Dalam audiensi di Aula Disnakertrans Kabupaten Sukabumi, Senin (28/4/2025), DPC SPN menilai perusahaan melanggar prosedur hukum ketenagakerjaan. Para pekerja disebut dipaksa menandatangani surat pengunduran diri di bawah tekanan, setelah diinterogasi, diintimidasi, dan diancam dengan tuduhan penggelembungan BBM tanpa bukti kuat.
Baca: https://mediaaksara.id/jelang-may-day-libur-nasional-serikat-buruh-sukabumi-sepakat-jaga-kondusivitas/
Kelima pekerja tersebut: Acep Sudayat, Nanang Suparman, Asep Buldansyah, Saepuloh, dan Hendra Hermawan, merupakan karyawan tetap dengan masa kerja 14 hingga 23 tahun. Mereka menolak PHK dan menuntut hak sesuai ketentuan hukum.
Plt Kepala Disnakertrans Kabupaten Sukabumi, Bambang Widyantoro, memastikan bahwa perselisihan ini akan ditangani melalui mekanisme bipartit, mediasi, dan, bila perlu, pengadilan hubungan industrial (PHI). “Kami ingin masalah ini selesai musyawarah. Tapi kalau tidak, jalur hukum terbuka,” ujarnya.
Ketua Komisi IV DPRD Kabupaten Sukabumi, Fery Supriyadi, juga menilai perlu pemanggilan resmi manajemen PT Kino Indonesia untuk mendengar klarifikasi dari kedua belah pihak.

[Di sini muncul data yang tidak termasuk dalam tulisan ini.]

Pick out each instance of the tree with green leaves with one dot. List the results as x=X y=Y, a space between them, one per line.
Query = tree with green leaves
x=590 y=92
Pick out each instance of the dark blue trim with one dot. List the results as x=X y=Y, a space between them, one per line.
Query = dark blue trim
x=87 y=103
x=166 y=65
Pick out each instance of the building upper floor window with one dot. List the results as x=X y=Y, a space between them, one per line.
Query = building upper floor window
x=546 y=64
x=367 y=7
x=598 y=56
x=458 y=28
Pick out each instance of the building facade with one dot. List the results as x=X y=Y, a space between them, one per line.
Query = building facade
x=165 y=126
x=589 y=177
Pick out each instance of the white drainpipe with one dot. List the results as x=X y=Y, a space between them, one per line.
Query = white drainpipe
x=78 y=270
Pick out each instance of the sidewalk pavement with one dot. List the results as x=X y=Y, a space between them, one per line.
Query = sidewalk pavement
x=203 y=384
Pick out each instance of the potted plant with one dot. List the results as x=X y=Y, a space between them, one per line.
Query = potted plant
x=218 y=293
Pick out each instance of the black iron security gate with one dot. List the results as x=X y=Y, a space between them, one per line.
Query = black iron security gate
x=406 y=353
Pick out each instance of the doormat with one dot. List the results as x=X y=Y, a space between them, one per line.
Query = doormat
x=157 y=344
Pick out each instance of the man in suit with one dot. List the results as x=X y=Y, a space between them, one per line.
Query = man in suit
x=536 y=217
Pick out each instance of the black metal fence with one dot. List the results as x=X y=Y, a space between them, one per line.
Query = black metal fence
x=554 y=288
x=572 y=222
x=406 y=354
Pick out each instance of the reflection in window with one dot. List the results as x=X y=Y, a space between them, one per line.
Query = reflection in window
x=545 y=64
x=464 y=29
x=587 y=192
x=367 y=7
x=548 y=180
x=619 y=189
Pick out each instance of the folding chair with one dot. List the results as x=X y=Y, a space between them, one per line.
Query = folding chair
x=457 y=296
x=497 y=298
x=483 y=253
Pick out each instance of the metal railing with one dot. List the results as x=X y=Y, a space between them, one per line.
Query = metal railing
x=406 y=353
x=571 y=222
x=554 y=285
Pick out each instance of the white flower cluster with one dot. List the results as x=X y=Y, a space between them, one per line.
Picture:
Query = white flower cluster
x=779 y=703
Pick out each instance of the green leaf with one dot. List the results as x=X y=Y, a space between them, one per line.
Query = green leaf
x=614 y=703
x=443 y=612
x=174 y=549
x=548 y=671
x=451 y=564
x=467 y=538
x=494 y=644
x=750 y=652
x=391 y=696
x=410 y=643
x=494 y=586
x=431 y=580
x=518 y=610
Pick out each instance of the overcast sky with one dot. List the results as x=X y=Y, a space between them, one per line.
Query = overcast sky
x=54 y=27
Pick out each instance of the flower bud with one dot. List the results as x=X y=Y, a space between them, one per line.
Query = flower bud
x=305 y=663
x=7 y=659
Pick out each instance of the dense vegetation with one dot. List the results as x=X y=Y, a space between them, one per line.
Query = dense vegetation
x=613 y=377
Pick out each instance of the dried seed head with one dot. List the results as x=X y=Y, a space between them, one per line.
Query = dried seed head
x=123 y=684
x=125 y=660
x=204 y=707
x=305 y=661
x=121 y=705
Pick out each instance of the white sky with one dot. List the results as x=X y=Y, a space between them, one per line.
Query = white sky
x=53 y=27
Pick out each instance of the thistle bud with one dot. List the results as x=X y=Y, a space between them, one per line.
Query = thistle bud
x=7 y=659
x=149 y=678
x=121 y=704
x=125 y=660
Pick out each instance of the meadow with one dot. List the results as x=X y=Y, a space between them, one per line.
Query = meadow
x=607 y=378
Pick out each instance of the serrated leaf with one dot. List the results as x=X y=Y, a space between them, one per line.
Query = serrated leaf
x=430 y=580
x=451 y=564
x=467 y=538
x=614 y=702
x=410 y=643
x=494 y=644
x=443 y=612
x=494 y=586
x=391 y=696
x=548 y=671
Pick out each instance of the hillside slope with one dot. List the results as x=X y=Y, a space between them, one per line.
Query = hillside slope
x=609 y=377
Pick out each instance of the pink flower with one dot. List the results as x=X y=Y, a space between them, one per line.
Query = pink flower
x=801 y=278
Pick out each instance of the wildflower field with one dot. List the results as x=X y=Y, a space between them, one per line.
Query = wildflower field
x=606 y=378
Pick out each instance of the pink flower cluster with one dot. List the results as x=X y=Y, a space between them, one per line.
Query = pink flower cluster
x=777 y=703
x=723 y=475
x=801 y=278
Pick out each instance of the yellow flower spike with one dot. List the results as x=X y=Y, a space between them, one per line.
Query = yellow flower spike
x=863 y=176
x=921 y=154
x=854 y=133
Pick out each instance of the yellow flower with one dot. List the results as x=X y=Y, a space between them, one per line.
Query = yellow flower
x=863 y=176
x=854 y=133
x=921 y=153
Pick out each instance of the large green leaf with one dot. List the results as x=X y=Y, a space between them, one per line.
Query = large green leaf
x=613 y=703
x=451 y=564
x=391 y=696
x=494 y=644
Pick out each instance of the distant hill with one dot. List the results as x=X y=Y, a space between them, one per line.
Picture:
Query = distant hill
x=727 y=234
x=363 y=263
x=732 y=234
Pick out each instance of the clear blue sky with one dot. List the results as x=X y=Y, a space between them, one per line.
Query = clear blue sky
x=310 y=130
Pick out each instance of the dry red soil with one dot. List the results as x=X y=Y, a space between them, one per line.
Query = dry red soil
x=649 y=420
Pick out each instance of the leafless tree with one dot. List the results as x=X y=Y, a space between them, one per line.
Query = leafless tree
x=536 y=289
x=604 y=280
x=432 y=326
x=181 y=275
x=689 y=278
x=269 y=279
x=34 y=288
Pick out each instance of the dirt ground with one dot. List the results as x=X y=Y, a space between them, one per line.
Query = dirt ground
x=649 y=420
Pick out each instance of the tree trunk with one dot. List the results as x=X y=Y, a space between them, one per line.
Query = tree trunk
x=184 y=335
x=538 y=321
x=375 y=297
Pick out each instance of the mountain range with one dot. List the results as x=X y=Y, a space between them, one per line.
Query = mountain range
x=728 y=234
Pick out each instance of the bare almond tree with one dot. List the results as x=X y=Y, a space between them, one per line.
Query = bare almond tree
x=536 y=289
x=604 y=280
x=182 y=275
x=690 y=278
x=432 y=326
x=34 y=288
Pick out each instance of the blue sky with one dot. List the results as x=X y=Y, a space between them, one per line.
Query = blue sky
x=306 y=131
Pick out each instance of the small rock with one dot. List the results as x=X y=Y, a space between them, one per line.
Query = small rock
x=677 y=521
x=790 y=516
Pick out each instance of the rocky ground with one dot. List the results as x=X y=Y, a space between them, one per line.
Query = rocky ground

Jika dialog tidak membuahkan hasil, DPC SPN mengancam akan menggelar aksi mogok kerja sesuai prosedur hukum. “Kami akan tempuh semua jalur legal. Hak-hak pekerja tidak boleh dikorbankan,” tegas Ketua DPC SPN Kabupaten Sukabumi, Budi Mulyadi.
Hingga berita ini diterbitkan, PT Kino Indonesia Tbk belum mengeluarkan pernyataan resmi terkait persoalan ini.